House Proposes Commission to Study Water Availability Issues

The US House of Representatives is considering a measure to create a federal water planning commission to study water availability issues in the United States

By James Laughlin

The US House of Representatives is considering a measure to create a federal water planning commission to study water availability issues in the United States and craft a report identifying ways to ensure a dependable water supply for the next 50 years.

The 21st Century Water Policy Commission Establishment Act, H.R. 135, is sponsored by Rep. John Linder (R-GA). In April, the House Resources Water and Power Subcommittee passed the bill by voice vote with no amendments. The provision still must be approved by the full House. There is no Senate version yet, but the measure does not appear to be controversial and could pass the full Congress by summer.

The bill would establish a seven member panel of experts tasked with creating a report on water availability issues that would be due three years after the formation of the commission. The commission would dissolve a month after the report is issued to Congress.

Supporters of the act are concerned that the nation's water resources will be stressed by rising demand and pollution in the coming decades, and believe a comprehensive strategy to increase available water supplies is vital to the economic and environmental future of the country.

Commission members will be asked to use existing water assessments and conduct their own assessments as needed to project future water supply and demand. They will also study current water management programs and consult with industry experts as they work to develop recommendations for a comprehensive water strategy.

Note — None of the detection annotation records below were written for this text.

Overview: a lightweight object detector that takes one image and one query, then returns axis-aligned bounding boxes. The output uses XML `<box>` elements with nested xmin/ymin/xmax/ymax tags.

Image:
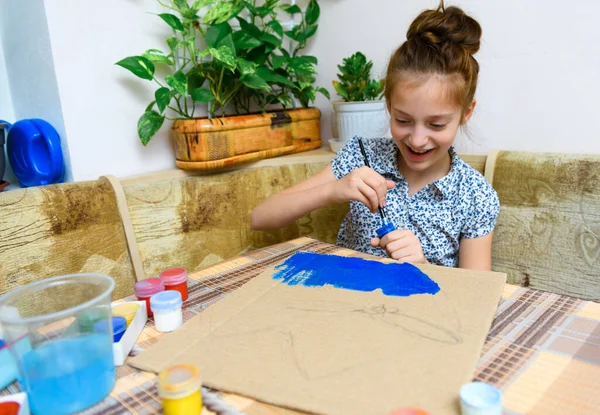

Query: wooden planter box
<box><xmin>172</xmin><ymin>108</ymin><xmax>321</xmax><ymax>170</ymax></box>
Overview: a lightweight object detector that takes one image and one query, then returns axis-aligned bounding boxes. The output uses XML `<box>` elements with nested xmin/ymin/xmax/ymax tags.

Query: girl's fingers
<box><xmin>363</xmin><ymin>173</ymin><xmax>388</xmax><ymax>207</ymax></box>
<box><xmin>358</xmin><ymin>182</ymin><xmax>379</xmax><ymax>213</ymax></box>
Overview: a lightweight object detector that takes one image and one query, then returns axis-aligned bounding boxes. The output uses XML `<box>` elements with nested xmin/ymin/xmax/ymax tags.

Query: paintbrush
<box><xmin>358</xmin><ymin>138</ymin><xmax>396</xmax><ymax>238</ymax></box>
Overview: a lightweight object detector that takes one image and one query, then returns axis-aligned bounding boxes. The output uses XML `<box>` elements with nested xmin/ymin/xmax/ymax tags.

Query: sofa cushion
<box><xmin>0</xmin><ymin>179</ymin><xmax>135</xmax><ymax>299</ymax></box>
<box><xmin>123</xmin><ymin>162</ymin><xmax>348</xmax><ymax>277</ymax></box>
<box><xmin>486</xmin><ymin>151</ymin><xmax>600</xmax><ymax>300</ymax></box>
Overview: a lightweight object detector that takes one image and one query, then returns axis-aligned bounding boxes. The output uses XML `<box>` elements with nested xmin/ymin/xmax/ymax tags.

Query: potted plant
<box><xmin>329</xmin><ymin>52</ymin><xmax>389</xmax><ymax>152</ymax></box>
<box><xmin>117</xmin><ymin>0</ymin><xmax>329</xmax><ymax>169</ymax></box>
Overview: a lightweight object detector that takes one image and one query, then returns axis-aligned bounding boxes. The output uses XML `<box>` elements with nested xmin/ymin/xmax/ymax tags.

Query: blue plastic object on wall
<box><xmin>6</xmin><ymin>118</ymin><xmax>65</xmax><ymax>187</ymax></box>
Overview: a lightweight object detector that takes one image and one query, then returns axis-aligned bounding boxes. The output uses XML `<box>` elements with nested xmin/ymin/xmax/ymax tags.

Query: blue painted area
<box><xmin>273</xmin><ymin>252</ymin><xmax>440</xmax><ymax>297</ymax></box>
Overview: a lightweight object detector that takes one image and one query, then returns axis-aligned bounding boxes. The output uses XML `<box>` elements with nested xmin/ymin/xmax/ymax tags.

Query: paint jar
<box><xmin>150</xmin><ymin>291</ymin><xmax>183</xmax><ymax>333</ymax></box>
<box><xmin>160</xmin><ymin>268</ymin><xmax>188</xmax><ymax>301</ymax></box>
<box><xmin>0</xmin><ymin>274</ymin><xmax>115</xmax><ymax>414</ymax></box>
<box><xmin>94</xmin><ymin>316</ymin><xmax>127</xmax><ymax>343</ymax></box>
<box><xmin>0</xmin><ymin>402</ymin><xmax>21</xmax><ymax>415</ymax></box>
<box><xmin>460</xmin><ymin>382</ymin><xmax>502</xmax><ymax>415</ymax></box>
<box><xmin>112</xmin><ymin>303</ymin><xmax>140</xmax><ymax>327</ymax></box>
<box><xmin>158</xmin><ymin>365</ymin><xmax>202</xmax><ymax>415</ymax></box>
<box><xmin>390</xmin><ymin>408</ymin><xmax>431</xmax><ymax>415</ymax></box>
<box><xmin>133</xmin><ymin>278</ymin><xmax>165</xmax><ymax>317</ymax></box>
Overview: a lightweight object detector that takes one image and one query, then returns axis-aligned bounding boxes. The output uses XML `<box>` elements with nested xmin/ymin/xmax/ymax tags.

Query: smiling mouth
<box><xmin>406</xmin><ymin>146</ymin><xmax>433</xmax><ymax>156</ymax></box>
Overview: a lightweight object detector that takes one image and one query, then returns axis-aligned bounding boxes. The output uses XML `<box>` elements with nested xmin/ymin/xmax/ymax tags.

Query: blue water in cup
<box><xmin>20</xmin><ymin>334</ymin><xmax>115</xmax><ymax>414</ymax></box>
<box><xmin>0</xmin><ymin>274</ymin><xmax>115</xmax><ymax>415</ymax></box>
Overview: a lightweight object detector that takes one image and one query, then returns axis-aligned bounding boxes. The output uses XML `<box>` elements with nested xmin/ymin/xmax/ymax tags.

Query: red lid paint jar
<box><xmin>0</xmin><ymin>402</ymin><xmax>21</xmax><ymax>415</ymax></box>
<box><xmin>133</xmin><ymin>278</ymin><xmax>165</xmax><ymax>316</ymax></box>
<box><xmin>160</xmin><ymin>268</ymin><xmax>188</xmax><ymax>301</ymax></box>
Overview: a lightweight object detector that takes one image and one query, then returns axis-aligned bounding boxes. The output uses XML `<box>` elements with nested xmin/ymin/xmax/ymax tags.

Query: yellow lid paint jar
<box><xmin>112</xmin><ymin>303</ymin><xmax>140</xmax><ymax>327</ymax></box>
<box><xmin>158</xmin><ymin>365</ymin><xmax>202</xmax><ymax>415</ymax></box>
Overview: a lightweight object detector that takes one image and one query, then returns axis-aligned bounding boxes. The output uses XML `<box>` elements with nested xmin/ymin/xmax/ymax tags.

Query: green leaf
<box><xmin>331</xmin><ymin>81</ymin><xmax>348</xmax><ymax>101</ymax></box>
<box><xmin>233</xmin><ymin>31</ymin><xmax>262</xmax><ymax>50</ymax></box>
<box><xmin>317</xmin><ymin>86</ymin><xmax>331</xmax><ymax>99</ymax></box>
<box><xmin>259</xmin><ymin>33</ymin><xmax>281</xmax><ymax>48</ymax></box>
<box><xmin>158</xmin><ymin>13</ymin><xmax>183</xmax><ymax>32</ymax></box>
<box><xmin>281</xmin><ymin>4</ymin><xmax>302</xmax><ymax>15</ymax></box>
<box><xmin>254</xmin><ymin>6</ymin><xmax>273</xmax><ymax>18</ymax></box>
<box><xmin>290</xmin><ymin>56</ymin><xmax>317</xmax><ymax>75</ymax></box>
<box><xmin>187</xmin><ymin>66</ymin><xmax>206</xmax><ymax>94</ymax></box>
<box><xmin>204</xmin><ymin>2</ymin><xmax>233</xmax><ymax>24</ymax></box>
<box><xmin>240</xmin><ymin>74</ymin><xmax>271</xmax><ymax>91</ymax></box>
<box><xmin>190</xmin><ymin>0</ymin><xmax>219</xmax><ymax>13</ymax></box>
<box><xmin>302</xmin><ymin>25</ymin><xmax>319</xmax><ymax>40</ymax></box>
<box><xmin>303</xmin><ymin>55</ymin><xmax>319</xmax><ymax>65</ymax></box>
<box><xmin>116</xmin><ymin>56</ymin><xmax>154</xmax><ymax>81</ymax></box>
<box><xmin>205</xmin><ymin>23</ymin><xmax>232</xmax><ymax>48</ymax></box>
<box><xmin>138</xmin><ymin>111</ymin><xmax>165</xmax><ymax>145</ymax></box>
<box><xmin>216</xmin><ymin>33</ymin><xmax>237</xmax><ymax>56</ymax></box>
<box><xmin>277</xmin><ymin>94</ymin><xmax>293</xmax><ymax>107</ymax></box>
<box><xmin>165</xmin><ymin>71</ymin><xmax>187</xmax><ymax>95</ymax></box>
<box><xmin>192</xmin><ymin>88</ymin><xmax>215</xmax><ymax>102</ymax></box>
<box><xmin>284</xmin><ymin>26</ymin><xmax>302</xmax><ymax>42</ymax></box>
<box><xmin>237</xmin><ymin>17</ymin><xmax>262</xmax><ymax>38</ymax></box>
<box><xmin>306</xmin><ymin>0</ymin><xmax>321</xmax><ymax>26</ymax></box>
<box><xmin>256</xmin><ymin>66</ymin><xmax>295</xmax><ymax>88</ymax></box>
<box><xmin>237</xmin><ymin>58</ymin><xmax>256</xmax><ymax>76</ymax></box>
<box><xmin>145</xmin><ymin>101</ymin><xmax>156</xmax><ymax>112</ymax></box>
<box><xmin>142</xmin><ymin>49</ymin><xmax>175</xmax><ymax>65</ymax></box>
<box><xmin>267</xmin><ymin>20</ymin><xmax>283</xmax><ymax>37</ymax></box>
<box><xmin>273</xmin><ymin>55</ymin><xmax>290</xmax><ymax>69</ymax></box>
<box><xmin>246</xmin><ymin>45</ymin><xmax>271</xmax><ymax>65</ymax></box>
<box><xmin>296</xmin><ymin>74</ymin><xmax>316</xmax><ymax>89</ymax></box>
<box><xmin>154</xmin><ymin>87</ymin><xmax>173</xmax><ymax>114</ymax></box>
<box><xmin>208</xmin><ymin>46</ymin><xmax>235</xmax><ymax>72</ymax></box>
<box><xmin>167</xmin><ymin>36</ymin><xmax>179</xmax><ymax>52</ymax></box>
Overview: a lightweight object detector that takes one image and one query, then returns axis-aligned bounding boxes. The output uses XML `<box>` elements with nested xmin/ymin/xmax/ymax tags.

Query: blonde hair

Authors of the act have included wording that directs the commission to respect the role of states in adjudicating, administering, and regulating water rights and water uses, and to suggest strategies that avoid increased mandates on state and local governments.

Other goals include limiting duplication and conflict among federal governmental programs and making maximum use of available technologies for increasing water supply efficiently while safeguarding the environment. Commission members also will be asked to recommend financing options for public works projects and suggest strategies to conserve existing water supplies, including recommendations for repairing aging infrastructure.

The seven-member panel would be appointed by the President and would be asked to hold a minimum of 10 meetings around the country. The goal is to have a panel that is representative of the country's various regions and be made up of people with significant standing when it comes to water policy issues.

The House bill would authorize $9 million to fund the commission's work. In return, the commission would be expected to submit interim reports every six months containing a detailed summary of its progress. A final report would be due within three years, and would include a detailed statement of the findings, conclusions and recommendations of the commission.